Boeing Layoffs & No COOL Changes plus Food Forethought. I’m Greg Martin with today’s Northwest Report.

The first major round of layoff notices went out Friday to hundreds of Boeing workers. Boeing is handing out 60-day pink slips to 1,100 workers, about 700 in the Puget Sound area. The Friday notices tell workers their jobs will end April 24. These are part of the 10,000 layoffs that Boeing announced in January for this year because of the recession. Most of these layoffs deal with Boeing's commercial airplane division, with many job losses coming in the "shared services group," which supports a variety of Boeing programs.

The National Pork Producers Council and the National Cattlemen's Beef Association say they don't want the stricter COOL guidelines that are being discussed in Washington. Ag Secretary Vilsack reportedly told a consumer lobby he'd seek to enforce voluntarily – or write new rules if the meat industry doesn't comply.

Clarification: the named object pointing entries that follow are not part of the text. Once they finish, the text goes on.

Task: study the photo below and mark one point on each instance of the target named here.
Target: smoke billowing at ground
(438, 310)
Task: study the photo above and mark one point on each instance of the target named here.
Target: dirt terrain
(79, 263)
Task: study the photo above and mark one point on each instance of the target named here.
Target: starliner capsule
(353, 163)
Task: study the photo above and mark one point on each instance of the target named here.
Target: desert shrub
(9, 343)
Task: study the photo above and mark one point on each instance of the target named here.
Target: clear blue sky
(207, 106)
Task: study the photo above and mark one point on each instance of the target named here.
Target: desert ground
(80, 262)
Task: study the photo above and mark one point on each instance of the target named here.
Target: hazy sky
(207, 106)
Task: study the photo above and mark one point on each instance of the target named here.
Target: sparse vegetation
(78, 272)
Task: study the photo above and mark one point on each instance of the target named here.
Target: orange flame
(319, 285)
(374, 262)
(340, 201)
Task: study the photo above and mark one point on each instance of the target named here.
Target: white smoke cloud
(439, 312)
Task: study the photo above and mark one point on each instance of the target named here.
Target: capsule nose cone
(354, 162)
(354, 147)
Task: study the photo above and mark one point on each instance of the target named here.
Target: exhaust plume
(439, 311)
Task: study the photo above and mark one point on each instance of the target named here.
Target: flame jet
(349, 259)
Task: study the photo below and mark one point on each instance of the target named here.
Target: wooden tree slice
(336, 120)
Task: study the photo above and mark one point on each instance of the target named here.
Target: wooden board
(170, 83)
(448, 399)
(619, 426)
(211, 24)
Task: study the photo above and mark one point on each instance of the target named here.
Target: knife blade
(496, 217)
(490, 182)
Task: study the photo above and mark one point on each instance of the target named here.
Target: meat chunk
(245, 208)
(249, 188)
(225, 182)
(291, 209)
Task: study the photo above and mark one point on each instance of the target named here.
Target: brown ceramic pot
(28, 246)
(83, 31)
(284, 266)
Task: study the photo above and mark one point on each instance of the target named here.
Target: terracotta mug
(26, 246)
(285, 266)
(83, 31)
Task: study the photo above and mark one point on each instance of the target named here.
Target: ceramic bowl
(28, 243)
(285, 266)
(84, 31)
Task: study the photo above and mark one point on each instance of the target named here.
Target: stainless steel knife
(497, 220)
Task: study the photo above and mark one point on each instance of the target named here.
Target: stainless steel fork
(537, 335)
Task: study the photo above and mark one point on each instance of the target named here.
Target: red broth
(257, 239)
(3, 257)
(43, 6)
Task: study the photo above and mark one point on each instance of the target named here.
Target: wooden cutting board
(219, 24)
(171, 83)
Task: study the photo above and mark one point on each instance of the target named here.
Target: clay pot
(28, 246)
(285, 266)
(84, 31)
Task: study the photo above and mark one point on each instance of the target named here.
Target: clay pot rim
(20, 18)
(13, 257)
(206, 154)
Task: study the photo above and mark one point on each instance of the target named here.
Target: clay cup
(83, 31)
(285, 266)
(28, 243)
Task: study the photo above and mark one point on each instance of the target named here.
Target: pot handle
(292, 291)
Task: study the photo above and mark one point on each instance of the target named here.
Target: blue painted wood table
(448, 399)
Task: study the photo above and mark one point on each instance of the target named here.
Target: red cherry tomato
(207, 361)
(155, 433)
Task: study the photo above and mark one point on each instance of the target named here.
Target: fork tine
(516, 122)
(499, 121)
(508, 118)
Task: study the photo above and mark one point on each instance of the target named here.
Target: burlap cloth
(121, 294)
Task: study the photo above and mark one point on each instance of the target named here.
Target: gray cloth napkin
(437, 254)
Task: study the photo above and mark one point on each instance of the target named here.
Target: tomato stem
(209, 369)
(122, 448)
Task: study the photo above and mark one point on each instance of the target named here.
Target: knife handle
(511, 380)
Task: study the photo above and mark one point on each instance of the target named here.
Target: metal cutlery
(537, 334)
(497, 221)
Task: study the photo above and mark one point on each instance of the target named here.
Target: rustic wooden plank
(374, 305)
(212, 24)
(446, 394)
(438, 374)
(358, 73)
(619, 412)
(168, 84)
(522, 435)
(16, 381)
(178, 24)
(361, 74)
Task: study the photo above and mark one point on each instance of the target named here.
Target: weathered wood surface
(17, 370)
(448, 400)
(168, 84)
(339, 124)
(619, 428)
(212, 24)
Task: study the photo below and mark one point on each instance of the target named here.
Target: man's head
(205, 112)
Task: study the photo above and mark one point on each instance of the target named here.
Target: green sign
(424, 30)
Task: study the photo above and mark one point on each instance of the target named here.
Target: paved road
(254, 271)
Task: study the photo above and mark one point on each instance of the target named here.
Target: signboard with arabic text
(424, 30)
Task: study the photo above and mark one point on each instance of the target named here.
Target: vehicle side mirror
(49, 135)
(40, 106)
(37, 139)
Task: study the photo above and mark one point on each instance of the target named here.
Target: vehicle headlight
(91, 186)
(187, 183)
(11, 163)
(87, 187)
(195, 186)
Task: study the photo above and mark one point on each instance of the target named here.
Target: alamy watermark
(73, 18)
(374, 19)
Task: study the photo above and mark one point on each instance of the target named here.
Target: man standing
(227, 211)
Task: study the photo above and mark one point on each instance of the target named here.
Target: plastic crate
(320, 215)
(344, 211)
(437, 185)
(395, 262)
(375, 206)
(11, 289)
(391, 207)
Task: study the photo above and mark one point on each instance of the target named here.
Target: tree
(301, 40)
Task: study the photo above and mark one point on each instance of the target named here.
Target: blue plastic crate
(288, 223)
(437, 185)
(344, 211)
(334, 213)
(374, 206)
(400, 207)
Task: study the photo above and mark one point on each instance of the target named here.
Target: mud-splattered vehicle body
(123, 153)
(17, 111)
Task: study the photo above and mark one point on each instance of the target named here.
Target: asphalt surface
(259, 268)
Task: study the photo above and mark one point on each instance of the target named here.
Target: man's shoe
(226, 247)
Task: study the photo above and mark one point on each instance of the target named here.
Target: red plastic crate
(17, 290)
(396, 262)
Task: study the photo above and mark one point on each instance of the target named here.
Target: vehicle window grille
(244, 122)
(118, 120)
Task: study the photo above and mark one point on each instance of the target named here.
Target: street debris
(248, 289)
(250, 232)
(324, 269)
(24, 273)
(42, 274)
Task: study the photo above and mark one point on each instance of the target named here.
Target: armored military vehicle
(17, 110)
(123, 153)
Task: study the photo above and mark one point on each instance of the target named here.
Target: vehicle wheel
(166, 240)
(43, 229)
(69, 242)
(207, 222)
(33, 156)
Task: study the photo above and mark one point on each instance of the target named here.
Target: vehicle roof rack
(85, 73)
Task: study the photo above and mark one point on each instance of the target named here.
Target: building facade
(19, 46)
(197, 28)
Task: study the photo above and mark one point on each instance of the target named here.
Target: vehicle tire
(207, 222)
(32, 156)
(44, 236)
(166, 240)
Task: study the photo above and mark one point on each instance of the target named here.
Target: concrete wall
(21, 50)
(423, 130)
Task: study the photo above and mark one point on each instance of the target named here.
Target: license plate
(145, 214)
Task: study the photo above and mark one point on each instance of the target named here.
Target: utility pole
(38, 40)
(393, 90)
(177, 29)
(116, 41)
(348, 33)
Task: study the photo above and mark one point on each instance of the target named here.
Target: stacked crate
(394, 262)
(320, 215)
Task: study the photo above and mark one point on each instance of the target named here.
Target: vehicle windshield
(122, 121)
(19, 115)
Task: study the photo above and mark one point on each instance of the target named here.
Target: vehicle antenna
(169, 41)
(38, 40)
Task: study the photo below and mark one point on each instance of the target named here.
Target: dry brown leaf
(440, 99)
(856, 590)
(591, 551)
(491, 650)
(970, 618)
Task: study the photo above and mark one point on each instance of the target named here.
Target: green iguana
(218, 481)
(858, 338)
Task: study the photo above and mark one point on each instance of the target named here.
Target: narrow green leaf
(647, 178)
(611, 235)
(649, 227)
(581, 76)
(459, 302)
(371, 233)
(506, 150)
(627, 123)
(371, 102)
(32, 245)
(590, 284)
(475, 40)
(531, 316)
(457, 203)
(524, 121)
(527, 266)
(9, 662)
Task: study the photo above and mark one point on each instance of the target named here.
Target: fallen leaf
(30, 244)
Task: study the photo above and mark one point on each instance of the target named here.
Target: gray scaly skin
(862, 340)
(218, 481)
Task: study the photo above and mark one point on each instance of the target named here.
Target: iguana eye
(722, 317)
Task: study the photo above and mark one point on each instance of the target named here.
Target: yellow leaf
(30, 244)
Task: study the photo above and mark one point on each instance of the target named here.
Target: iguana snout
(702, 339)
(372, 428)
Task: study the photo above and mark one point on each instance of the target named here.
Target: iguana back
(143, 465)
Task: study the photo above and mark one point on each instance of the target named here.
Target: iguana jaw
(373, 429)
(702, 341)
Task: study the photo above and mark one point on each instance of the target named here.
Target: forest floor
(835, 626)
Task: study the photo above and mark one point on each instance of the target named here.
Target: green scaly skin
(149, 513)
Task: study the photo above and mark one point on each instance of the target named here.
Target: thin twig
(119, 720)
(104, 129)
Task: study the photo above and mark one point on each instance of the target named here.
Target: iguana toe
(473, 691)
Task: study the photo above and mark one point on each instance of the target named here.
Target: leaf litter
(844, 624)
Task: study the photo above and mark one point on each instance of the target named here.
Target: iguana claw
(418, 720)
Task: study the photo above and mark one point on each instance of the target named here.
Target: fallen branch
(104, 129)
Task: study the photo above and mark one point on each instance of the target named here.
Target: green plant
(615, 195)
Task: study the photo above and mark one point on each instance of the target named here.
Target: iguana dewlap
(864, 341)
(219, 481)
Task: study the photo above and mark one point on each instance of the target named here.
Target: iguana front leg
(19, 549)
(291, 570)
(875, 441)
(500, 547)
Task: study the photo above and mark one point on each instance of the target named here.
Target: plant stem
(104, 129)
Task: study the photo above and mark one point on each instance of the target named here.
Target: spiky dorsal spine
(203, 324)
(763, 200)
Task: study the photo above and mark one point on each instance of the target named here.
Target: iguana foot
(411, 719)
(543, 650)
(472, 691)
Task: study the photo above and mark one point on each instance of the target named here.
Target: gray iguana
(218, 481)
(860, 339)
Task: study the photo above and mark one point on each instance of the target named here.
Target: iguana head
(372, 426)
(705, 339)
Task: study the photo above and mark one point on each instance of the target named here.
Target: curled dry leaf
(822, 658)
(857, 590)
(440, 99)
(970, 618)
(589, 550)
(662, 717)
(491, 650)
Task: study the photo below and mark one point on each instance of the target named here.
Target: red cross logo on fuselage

NPPC spokesman Dave Warner says they don't want more changes that could add to COOL's cost

 

WARNER: The pork producers and the meat packing companies are ready to comply with the final end COOL rule which the Bush administration published. That rule goes into effect on March 16th. As far as we know that is still the case and our producers and packers have already made changes to their systems to comply with the end COOL rule.

 

Now with today’s Food Forethought, here’s Lacy Gray.

 

While grocery shopping the other day I noticed a U.S. product label for the first time. It happened to be on the package of chicken breasts I was buying. Now, either I’m unobservant, which is quite possible at times, or this really was the first time I was seeing origin labeling at my local supermarket. I have to admit, it was good to see. I also noticed a product of Chile label and a product of Mexico label. Interestingly, there is talk of a new nutrition scoring label on foods as well. The system called NuVal would give food scores based on nutritional value on a scale of 1 to 100. Speculating that the higher the number, the higher the nutrition value. These nutritional scores will be next to the price on your grocery store shelves. Consumers will still have to use some good old common sense though when it comes to these scores and compare foods in the same specific category; as in apples to oranges. Hopefully, a lot of the guess work will soon be gone when it comes to buying healthy and nutritional foods for your family.

 

Thanks Lacy. That’s today’s Northwest Report. I’m Greg Martin on the Northwest Ag Information Network.